MONIA MAZIG, UNE BATTANTE ! Les larmes emprisonnées de Monia Mazig.

MONIA MAZIG, UNE BATTANTE ! Les larmes emprisonnées de Monia Mazig. Montréal, Boréal, 2008, 321 p.

Monique Dumais, Houlda

Monia Mazig est l’épouse de Maher Arar. Qui n’a pas entendu parler de lui ? Il a été largement présent dans les médias après sa disparition en septembre 2002, alors qu’il rentrait au Canada après un séjour en Tunisie.
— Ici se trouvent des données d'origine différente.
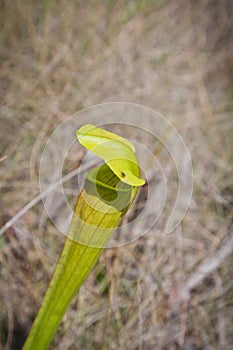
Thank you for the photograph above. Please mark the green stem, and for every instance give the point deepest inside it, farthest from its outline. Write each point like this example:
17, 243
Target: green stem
98, 211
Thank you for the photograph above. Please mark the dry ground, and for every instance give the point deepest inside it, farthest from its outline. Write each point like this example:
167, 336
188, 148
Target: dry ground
58, 57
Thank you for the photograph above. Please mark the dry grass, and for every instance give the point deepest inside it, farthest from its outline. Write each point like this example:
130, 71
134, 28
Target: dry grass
173, 56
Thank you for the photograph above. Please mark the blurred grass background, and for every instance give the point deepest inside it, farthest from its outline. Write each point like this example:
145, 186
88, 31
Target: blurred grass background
57, 57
En transit à New York, il est arrêté par la police américaine, emprisonné, ensuite déporté en Jordanie et en Syrie, où il sera torturé pendant un an et libéré sans avoir été jugé.

Quant à Monia Mazig, née en Tunisie, établie au Canada depuis 1991, docteure en finances de l’Université McGill, mère de deux jeunes enfants, elle a vu sa vie être complètement bouleversée après l’arrestation de son mari. Elle décide de tout entreprendre pour la libération de celui-ci, les démarches sont nombreuses auprès des personnes politiques, des journalistes. Elle réussit à créer un important réseau notamment avec Alexa McDonough, leader à l’époque du parti néo-démocrate, Flora McDonald, ancienne ministre des affaires étrangères et Amnistie internationale.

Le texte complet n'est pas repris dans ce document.